Di luar, ia menemukan Kenzie duduk di bangku depan rumah, mengenakan sweater abu-abu yang mulai pudar warnanya.
“Kenzie, kamu tidak tidur semalam?”
“Aku sedang berpikir, apa aku terlalu memaksa Arka?”
“Kenzie, kamu hanya ingin dia hidup lebih baik. Itu bukan kesalahan.”
“Tapi kalau caraku justru membuat dia tertekan, lalu apa gunanya?”
***
Waktu-pun berlalu, Kenzie berusaha mencoba untuk lebih mendengarkan Arka. Ia mulai memberi ruang bagi anaknya untuk menentukan jalan yang dipilih sendiri.
Malam itu, Kenzie mengendarai motor tuanya di jalan gelap selepas pelatihan di balai desa. Lampu redup dari tiang listrik menjadi satu-satunya penerang.
“Pak Kenzie!”
Kenzie menoleh. Raka, salah satu peserta pelatihan, melambai di tepi jalan.
“Terima kasih, Pak. Berkat latihan hari ini, saya jadi paham tentang banyak hal. Tanpa Bapak, kami mungkin masih bingung.”
“Kalianlah yang hebat. Lakukan yang terbaik.” ucap Kenzie dengan tersenyum.
Setelah itu, Kenzie melanjutkan perjalanan. Namun, tak lama, cahaya lampu motornya menangkap sebuah truk besar melaju cepat dari depan.
Kenzie menarik rem, tapi truk terlalu dekat. Dalam sekejap, benturan keras menggema.
“BRUUAKK!”
Belvina yang menerima kabar tersebut dari tetangga yang kebetulan melintas di tempat kejadian langsung terjatuh dan tak mampu berkata apapun.
***
Di pemakaman, Arka berdiri dengan kepala tertunduk dengan kedua tangan yang menggenggam bola.

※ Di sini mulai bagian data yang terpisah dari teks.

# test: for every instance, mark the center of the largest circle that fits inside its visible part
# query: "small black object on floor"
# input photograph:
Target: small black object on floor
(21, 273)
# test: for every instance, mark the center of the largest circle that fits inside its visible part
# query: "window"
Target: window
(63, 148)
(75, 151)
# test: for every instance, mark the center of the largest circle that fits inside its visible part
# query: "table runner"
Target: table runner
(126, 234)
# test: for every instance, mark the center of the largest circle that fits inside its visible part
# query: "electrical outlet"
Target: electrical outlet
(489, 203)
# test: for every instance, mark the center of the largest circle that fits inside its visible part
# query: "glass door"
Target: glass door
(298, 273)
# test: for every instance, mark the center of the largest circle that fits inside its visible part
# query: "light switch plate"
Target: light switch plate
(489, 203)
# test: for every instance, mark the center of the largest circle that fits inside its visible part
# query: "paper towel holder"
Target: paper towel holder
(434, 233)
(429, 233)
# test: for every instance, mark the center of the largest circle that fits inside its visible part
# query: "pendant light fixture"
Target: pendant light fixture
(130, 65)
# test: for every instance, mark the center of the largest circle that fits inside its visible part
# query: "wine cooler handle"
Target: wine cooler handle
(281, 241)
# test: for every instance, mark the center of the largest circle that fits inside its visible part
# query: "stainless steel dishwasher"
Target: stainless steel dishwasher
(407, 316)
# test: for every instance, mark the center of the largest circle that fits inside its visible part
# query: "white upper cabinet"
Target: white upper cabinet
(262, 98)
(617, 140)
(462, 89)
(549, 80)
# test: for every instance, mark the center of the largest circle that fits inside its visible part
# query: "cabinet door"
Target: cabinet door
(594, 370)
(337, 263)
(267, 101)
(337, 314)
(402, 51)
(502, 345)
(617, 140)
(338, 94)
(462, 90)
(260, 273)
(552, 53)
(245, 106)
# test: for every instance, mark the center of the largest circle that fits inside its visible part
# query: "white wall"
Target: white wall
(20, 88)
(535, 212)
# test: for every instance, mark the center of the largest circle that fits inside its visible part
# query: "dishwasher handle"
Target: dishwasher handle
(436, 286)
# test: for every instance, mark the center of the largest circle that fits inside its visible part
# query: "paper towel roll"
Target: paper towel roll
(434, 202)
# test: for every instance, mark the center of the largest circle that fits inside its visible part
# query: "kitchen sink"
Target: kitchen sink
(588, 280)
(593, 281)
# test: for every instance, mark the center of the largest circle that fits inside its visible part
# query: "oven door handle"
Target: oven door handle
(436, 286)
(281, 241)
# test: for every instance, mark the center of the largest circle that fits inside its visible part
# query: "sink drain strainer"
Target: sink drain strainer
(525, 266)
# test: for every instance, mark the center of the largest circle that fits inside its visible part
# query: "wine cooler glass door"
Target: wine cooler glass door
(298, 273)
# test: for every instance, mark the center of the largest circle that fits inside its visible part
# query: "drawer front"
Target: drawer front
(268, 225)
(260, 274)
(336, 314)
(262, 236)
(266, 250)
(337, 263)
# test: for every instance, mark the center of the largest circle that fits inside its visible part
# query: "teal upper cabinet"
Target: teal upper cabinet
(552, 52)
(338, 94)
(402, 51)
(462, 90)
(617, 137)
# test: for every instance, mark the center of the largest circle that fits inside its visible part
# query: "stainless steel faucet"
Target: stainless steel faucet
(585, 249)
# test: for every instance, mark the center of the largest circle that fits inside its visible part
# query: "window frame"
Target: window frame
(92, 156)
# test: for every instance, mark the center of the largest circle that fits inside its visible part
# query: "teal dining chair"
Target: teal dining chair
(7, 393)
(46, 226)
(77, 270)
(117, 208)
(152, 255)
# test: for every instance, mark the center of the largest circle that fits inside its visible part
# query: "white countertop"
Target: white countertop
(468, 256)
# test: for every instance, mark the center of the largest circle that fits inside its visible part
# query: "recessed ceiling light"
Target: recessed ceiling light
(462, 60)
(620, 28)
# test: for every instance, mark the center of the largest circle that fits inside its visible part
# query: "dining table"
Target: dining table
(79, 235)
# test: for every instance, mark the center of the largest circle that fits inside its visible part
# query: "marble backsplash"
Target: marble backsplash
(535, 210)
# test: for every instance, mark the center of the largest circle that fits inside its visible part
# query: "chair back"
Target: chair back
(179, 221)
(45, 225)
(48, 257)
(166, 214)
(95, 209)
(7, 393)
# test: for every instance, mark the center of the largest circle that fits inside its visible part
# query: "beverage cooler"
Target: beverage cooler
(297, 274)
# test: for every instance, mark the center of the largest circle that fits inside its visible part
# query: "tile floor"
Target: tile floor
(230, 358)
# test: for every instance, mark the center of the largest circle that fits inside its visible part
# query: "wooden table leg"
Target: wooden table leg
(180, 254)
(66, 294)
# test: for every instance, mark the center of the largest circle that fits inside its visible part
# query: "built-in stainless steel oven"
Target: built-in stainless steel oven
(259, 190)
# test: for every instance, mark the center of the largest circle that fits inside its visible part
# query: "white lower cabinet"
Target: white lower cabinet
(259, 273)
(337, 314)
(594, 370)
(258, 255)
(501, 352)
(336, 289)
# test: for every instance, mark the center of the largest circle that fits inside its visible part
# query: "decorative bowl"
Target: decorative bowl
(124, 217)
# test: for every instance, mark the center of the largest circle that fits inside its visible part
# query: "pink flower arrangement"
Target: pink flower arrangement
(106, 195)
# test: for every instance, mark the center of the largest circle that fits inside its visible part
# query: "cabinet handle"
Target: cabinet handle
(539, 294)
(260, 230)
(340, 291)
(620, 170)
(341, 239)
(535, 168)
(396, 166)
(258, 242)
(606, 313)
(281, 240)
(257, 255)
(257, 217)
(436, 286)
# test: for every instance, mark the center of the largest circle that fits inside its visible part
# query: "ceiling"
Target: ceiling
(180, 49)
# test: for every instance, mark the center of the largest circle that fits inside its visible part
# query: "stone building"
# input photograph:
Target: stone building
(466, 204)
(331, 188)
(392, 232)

“Ayah, aku akan tetap main bola. Aku akan belajar sungguh-sungguh, agar Ayah bangga disana.”
Belvina yang pada saat itu berdiri di samping Arka menahan tangisan yan
g tak bisa dibendung. Ia memeluk Arka dengan erat dan merasakan tubuhnya tersebut bergetar seperti sedang menahan tangisannya.